Draw an equilateral triangle with unit lengths. Each angle is #pi/3#.

Now, bisect one of the angles. This gives two right triangles.

GeoGebra

Look at the right triangle to the right. The hypotenuse is #1#. The angle marked is #pi/6#. The side opposite the angle is #1/2#. The side adjacent the angle can be found using Pythagoras' Theorem #sqrt(1^2-(1/2)^2)=sqrt(3)/2#.

Then, #sin(pi/6)=(1/2)/1=1/2# (opposite over hypotenuse); #cos(pi/6)=(sqrt(3)/2)/1=sqrt(3)/2# (adjacent over hypotenuse); #tan(pi/6)=(1/2)/(sqrt(3)/2)=1/sqrt(3)#, or #sqrt(3)/3# (opposite over adjacent).
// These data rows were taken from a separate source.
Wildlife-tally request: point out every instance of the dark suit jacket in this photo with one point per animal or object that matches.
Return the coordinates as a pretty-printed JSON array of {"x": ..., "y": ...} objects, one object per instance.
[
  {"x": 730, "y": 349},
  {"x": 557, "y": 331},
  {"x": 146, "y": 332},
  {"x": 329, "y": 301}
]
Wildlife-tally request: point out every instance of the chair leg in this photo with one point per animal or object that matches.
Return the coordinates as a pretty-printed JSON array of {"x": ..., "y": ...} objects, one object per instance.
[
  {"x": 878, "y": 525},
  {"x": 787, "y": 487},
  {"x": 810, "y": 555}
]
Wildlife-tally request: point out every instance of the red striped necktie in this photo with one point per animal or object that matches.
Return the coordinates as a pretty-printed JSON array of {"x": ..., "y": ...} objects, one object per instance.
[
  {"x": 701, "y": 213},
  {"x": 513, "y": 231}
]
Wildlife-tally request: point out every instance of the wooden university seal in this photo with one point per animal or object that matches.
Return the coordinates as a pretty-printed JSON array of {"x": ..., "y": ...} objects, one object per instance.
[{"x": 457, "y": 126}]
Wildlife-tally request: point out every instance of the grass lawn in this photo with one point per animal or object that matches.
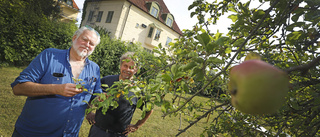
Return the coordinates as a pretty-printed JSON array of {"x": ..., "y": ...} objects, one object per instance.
[{"x": 11, "y": 107}]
Recall the following identities (or use a unit circle):
#sin(-x)=-sin(x)# (since #sin# is an odd function)
#cos(-x)=cos(x)# (since #cos# is an even function)
#tan(-x)=-tan(x)# (since #tan# is an odd function)

Thus,
#sin(-pi/6)=-1/2#
#cos(-pi/6)=sqrt(3)/2#
#tan(-pi/6)=-1/sqrt(3)=-sqrt(3)/3#